There are some important lessons I draw out of the words Jesus used in his reply.  "The poor are with you always, but you will not always have me," is what Jesus says, more or less.  The first thing I draw out of this is that charity toward the poor shouldn't be an occasional grand gesture, nor something we do only when we decide we can afford it - it should be our constant commitment.  The poor are always with you - so you should always be aware and concerned and compassionate. It’s important to say this, because you could use those words as an excuse to put off till tomorrow the care that we should be offering today, and I’m quite sure in my own mind that that isn’t what Jesus is meaning here.

But what he is meaning I think is this, the second lesson I take from these words: while acts of charity need to be built in to our programme, and this is something best done in an organised and disciplined way, there are also opportune times in life that you just have to grab there and then, or they will slip away.  How easy it is not to stop and marvel at a sunrise or a sunset, since you know there'll be another one tomorrow;  how easy it is to put off our prayers, or our greetings, or maybe our apologies, rather than seizing the moment and just doing it.  There are moments in human life when the penny drops, when something becomes clear, when a problem is solved or when something is recognized as valuable or lovely, there are times when we just feel uplifted and want to raise our hands and our voices in praise.  Don’t let those moments slip away: now is the time - for action, for decision, for commitment, for worship, for praise.

So the actions of Mary that day, as I read them in this story, challenge me when I’m tempted to be too cautious, and when I seek to measure and ration my generosity or my goodwill. No single person can do everything, but in every life there are times when we mustn’t hold back, and that's how it was then for Mary: now was the time to give all she could, and Mary held nothing back: her Lord was worth all she’d got, and more.

That’s the message I want to leave you with on this Sunday often called Passion Sunday, a fortnight before Easter Day.  Our focus over the next couple of weeks is bound to be the cross.  On Good Friday we may perhaps be thinking of the tragedy of the cross, the pain of the cross, even the guilt of the cross, the weight of sin this dying man bears, our sin and not his, but borne freely.

He gives his all for us, and he does so while we are yet sinners. Every year I am caught up again in the wonder of such a sacrifice.  Every year I am freshly moved by the words of the hymn, “Love so amazing, so divine demands my soul, my life, my all.”  Mary, I think - even before that first Good Friday - she understood this, very deeply.  Today we reflect on the love of the cross, of the cross as the place where the true meaning of love is expressed and displayed and acted out more fully than it could ever be again.  And yet that same love is all around us, we are affirmed by it, convicted by it, called by it.

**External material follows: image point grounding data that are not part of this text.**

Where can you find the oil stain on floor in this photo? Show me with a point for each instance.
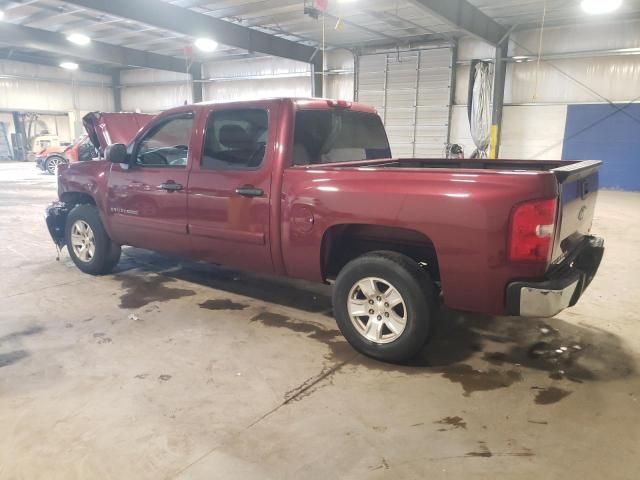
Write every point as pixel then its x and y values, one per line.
pixel 222 304
pixel 142 290
pixel 453 422
pixel 550 395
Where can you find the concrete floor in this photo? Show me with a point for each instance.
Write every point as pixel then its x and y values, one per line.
pixel 171 369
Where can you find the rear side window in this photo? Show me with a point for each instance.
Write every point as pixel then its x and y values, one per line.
pixel 331 136
pixel 235 139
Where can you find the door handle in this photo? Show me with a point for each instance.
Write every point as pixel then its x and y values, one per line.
pixel 249 191
pixel 171 186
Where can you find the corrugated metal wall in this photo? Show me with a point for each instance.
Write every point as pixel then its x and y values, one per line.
pixel 412 92
pixel 537 97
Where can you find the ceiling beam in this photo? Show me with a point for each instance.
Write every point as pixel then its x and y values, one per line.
pixel 56 43
pixel 465 17
pixel 182 20
pixel 10 54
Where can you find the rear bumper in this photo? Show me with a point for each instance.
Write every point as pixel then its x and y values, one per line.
pixel 563 287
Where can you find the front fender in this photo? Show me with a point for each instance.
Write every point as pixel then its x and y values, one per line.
pixel 56 219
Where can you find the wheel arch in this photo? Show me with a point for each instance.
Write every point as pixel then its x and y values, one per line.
pixel 77 198
pixel 343 242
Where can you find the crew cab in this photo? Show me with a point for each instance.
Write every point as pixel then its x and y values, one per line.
pixel 308 188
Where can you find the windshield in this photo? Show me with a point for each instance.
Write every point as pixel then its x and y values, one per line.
pixel 331 136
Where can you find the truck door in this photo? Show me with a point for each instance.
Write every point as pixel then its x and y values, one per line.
pixel 230 188
pixel 147 202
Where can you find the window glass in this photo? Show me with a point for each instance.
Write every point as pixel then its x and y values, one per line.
pixel 235 139
pixel 168 145
pixel 330 136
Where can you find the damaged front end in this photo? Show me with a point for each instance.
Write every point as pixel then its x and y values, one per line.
pixel 56 217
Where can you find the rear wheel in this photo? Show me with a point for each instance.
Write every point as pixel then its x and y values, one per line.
pixel 51 163
pixel 89 246
pixel 384 304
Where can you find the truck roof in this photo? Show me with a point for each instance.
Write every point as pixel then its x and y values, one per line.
pixel 304 102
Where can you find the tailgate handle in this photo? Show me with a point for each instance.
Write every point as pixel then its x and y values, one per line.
pixel 249 191
pixel 171 186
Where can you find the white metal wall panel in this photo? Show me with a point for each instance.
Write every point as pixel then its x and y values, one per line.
pixel 411 91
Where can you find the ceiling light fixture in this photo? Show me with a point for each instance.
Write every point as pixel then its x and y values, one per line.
pixel 78 39
pixel 206 44
pixel 69 65
pixel 599 7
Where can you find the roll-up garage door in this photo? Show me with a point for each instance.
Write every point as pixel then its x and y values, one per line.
pixel 412 92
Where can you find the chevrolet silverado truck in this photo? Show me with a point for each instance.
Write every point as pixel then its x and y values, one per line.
pixel 308 189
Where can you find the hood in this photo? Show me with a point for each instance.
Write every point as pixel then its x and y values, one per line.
pixel 105 129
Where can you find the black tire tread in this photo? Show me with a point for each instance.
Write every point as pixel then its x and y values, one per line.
pixel 424 299
pixel 107 253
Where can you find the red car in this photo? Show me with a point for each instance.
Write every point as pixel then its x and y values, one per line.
pixel 307 188
pixel 123 127
pixel 49 158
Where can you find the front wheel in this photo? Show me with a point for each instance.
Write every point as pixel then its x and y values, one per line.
pixel 89 246
pixel 51 164
pixel 384 304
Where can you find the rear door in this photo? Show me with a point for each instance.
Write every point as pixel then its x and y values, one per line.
pixel 147 200
pixel 230 188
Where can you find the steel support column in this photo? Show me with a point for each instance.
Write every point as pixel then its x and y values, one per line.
pixel 117 91
pixel 196 83
pixel 499 78
pixel 318 88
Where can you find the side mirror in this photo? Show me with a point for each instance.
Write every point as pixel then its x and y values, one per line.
pixel 116 153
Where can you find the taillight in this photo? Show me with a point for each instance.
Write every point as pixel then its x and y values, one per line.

What should it mean for a church to be cross-shaped?  Some ancient churches are literally cross-shaped, but all churches should be in a spiritual sense - motivated and challenged by the love of the cross to be sacrificial ourselves in our mission, in our service, in our outreach, and in our praise.  And nothing that is a heartfelt response to the loving heart of our Lord could ever be a waste of money, or a waste of time, or a waste of self.